Given an integer sequence $A_1, A_2, \dots, A_n$ of length $n$, and $q$ queries, each query provides two integers $x$ and $y$. Find the number of integer pairs $(i, j)$ such that $1 \le i < j \le n$, $A_i = x$, and $A_j = y$.
Input
The first line contains two integers $n, q$ ($1 \le n, q \le 10^5$), representing the length of the sequence and the number of queries, respectively.
The second line contains $n$ integers $A_1, A_2, \dots, A_n$ ($1 \le A_i \le 10^9$), representing the given sequence.
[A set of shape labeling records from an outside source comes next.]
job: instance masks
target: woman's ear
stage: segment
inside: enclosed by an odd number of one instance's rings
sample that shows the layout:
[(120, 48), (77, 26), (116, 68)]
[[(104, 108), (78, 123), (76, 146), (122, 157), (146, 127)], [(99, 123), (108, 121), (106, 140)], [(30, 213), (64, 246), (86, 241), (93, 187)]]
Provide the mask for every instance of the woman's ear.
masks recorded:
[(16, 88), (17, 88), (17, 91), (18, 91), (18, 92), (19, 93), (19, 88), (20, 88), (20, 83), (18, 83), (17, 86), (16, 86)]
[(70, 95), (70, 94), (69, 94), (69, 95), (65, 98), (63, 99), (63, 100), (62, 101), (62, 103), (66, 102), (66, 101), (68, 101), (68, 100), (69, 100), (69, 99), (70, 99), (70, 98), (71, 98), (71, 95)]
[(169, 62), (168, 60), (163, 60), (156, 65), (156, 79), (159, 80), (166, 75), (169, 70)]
The next $q$ lines each contain two integers $x, y$ ($1 \le x, y \le 10^9$), representing a query.
Output
Output $q$ lines, each containing one integer, representing the number of pairs $(i, j)$ such that $1 \le i < j \le n$, $A_i = x$, and $A_j = y$.
Examples
Input 1
11 3 3 1 4 1 5 9 2 6 5 3 5 3 5 1 3 4 8
Output 1
4 2 0
Note
For the first query, the 4 pairs satisfying the conditions are $(1, 5), (1, 9), (1, 11), (10, 11)$.
For the second query, the 2 pairs satisfying the conditions are $(2, 10), (4, 10)$.
For the third query, there are no pairs satisfying the conditions.